C) Therefore, the Plaintiff’s assertion on the premise that the Plaintiff did not actually acquire the instant shares is without merit.

2) Whether the donation contract under the instant donation contract is null and void

In light of the above facts, the testimony of the witness ParkF, and the headB alone is insufficient to recognize that each gift contract of this case and the securities transaction tax base return of March 31, 2009 were forged, and there is no other evidence to acknowledge it otherwise.
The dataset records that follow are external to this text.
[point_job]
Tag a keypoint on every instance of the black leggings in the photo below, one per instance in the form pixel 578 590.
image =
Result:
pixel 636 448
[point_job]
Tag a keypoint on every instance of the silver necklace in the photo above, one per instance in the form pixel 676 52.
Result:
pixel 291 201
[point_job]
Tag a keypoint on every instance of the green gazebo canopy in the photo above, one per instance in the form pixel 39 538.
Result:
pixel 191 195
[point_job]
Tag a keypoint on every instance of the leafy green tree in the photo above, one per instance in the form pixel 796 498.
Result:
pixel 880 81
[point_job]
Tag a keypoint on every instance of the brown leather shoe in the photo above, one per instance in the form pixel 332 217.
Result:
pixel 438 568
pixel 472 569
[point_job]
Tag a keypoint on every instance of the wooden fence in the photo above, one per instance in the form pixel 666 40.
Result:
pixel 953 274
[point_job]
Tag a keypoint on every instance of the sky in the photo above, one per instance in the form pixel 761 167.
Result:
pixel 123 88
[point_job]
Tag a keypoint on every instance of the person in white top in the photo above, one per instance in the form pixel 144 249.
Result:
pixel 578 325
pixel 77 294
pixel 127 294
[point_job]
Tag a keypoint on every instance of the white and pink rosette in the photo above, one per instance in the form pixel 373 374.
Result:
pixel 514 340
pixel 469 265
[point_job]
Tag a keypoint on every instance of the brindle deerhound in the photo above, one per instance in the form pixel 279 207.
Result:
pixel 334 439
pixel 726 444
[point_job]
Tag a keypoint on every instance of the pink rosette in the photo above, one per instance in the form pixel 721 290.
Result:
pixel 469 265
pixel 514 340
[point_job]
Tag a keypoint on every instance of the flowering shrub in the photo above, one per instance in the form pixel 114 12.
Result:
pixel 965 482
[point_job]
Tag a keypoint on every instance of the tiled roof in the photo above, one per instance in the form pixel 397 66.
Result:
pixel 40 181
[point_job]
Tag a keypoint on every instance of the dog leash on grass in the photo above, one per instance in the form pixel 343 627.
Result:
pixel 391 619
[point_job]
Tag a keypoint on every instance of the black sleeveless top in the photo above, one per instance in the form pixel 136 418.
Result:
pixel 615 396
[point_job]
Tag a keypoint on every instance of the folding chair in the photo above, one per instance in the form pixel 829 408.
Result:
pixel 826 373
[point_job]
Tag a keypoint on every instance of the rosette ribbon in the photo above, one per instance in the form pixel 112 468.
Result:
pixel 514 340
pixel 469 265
Rather, the above fact-finding, the following circumstances, namely, even if the person other than the plaintiff at the time of the formation of the gift contract of this case entered the Plaintiff’s signature and affixed a seal impression, it cannot be deemed that the headB was in order to minimize the Plaintiff’s personal disadvantage when the non-party company was declared bankrupt at the time of being declared bankrupt, and that the securities transaction tax report of March 31, 2009 attached the Plaintiff’s seal impression to the gift contract of this case submitted together with the Plaintiff’s seal impression, and the Plaintiff cannot be deemed to have forged the gift contract of this case. In light of the fact that the Plaintiff was directly issued a certificate of personal seal impression at that time, the Plaintiff cannot be deemed to have violated the Plaintiff’s intent.

3. Conclusion

The plaintiff's claim is dismissed. It is so decided as per Disposition.